Your first stop should definitely be the new tourism office (intersection of Lenin and 9 January Street) just a short walk from the combined bus/train station where you can pick up a free paper map.

From there, make your way on foot to the parliament building on Karl Liebnechkt Street. Taking a photo of the colossal statue of Lenin out front is mandatory, but you’ll ruin the illusion if you tell your friends back home that the statue was actually purchased in Germany after the fall of the Soviet Union.

Across the street from the red Lenin is a must-see war memorial, a golden-domed “pocket” church, and a T-34 tank atop a pedestal. From there, head south to 25th October Street, the main east-west thoroughfare anchored by a large equestrian statue of the country’s most important hero, Alexander Suvorov.

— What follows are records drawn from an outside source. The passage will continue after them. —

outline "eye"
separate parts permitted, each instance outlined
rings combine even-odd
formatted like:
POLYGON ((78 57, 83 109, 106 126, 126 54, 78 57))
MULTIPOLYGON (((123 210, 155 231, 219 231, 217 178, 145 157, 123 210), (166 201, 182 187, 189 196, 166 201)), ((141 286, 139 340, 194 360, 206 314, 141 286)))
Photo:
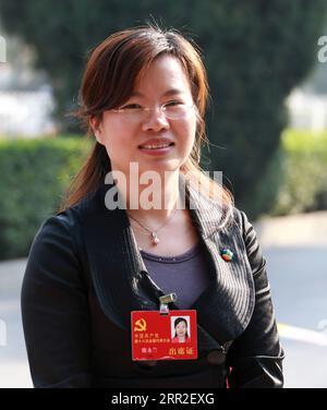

25th October Street is also where the finest eateries are found. Most tourists opt for a burger or pizza at Andy’s (25th October 72), but foodies are better off choosing Mafia (25th October 92) for some high-end Italian or Japanese cuisine.

No visit to Tiraspol is complete without taking one of the wine or cognac (brandy) tasting tours at Kvint (Lenin Street 38), the award-winning winery and distillery founded in 1897. But be sure to book in advance as walk-ins are not accepted.


Finish off your Soviet experience by spending a night at the Lenin Hostel. Two cosy rooms in a genuine Soviet-era apartment block right in the heart of Tiraspol are lovingly decorated in Soviet memorabilia that are just begging to be Instagrammed.

The Lenin Hostel. Photo by Sam Ursu

Off the grid

Not shown on the free tourist map, Tiraspol has a somewhat secret second city centre area called Balka, where trendy locals congregate.

The easiest way to get to Balka is to take the eastbound No. 2 trolleybus from anywhere on 25th October Street. The Balka area features a brand-new mall and a lovely area for sightseeing. Pair a gourmet meal with a selection from the extensive menu of international and local beers and wines at Craft Gastro Pub (Yunosti Street 2a), the first restaurant of its kind in the country.

Another option for your second day in town is a tour of Aquatir, one of the largest indoor caviar producing facilities in the world. Advance reservations are required.

Important things to be aware of

Transnistria has its own currency called the rouble. Visitors must exchange US dollars, euros, Russian roubles, Ukrainian hryvnia, or Moldovan lei for local roubles in order to eat, drink, and shop as foreign bank cards will not work. Transnistrian currency comes in the form of paper banknotes, metal coins, and next-generation plastic tokens.

If you’re coming into Tiraspol from Ukraine and continuing on to the Republic of Moldova, you’ll need to visit the Immigration Department (at Stefan cel Mare 126 in Chișinău) to get an official entry stamp into Moldova to avoid problems with your onward journey.

The primary language used in Tiraspol is Russian, but most young people speak at least a little English. If you’re heading to Chișinău, keep in mind that buses will show their destination as КИШИНЕВ (the Russian spelling of the city).

The official name of the country is the Pridnestrovian Moldovan Republic or Pridnestrovie for short. Referring to the country as Transnistria is considered offensive by most.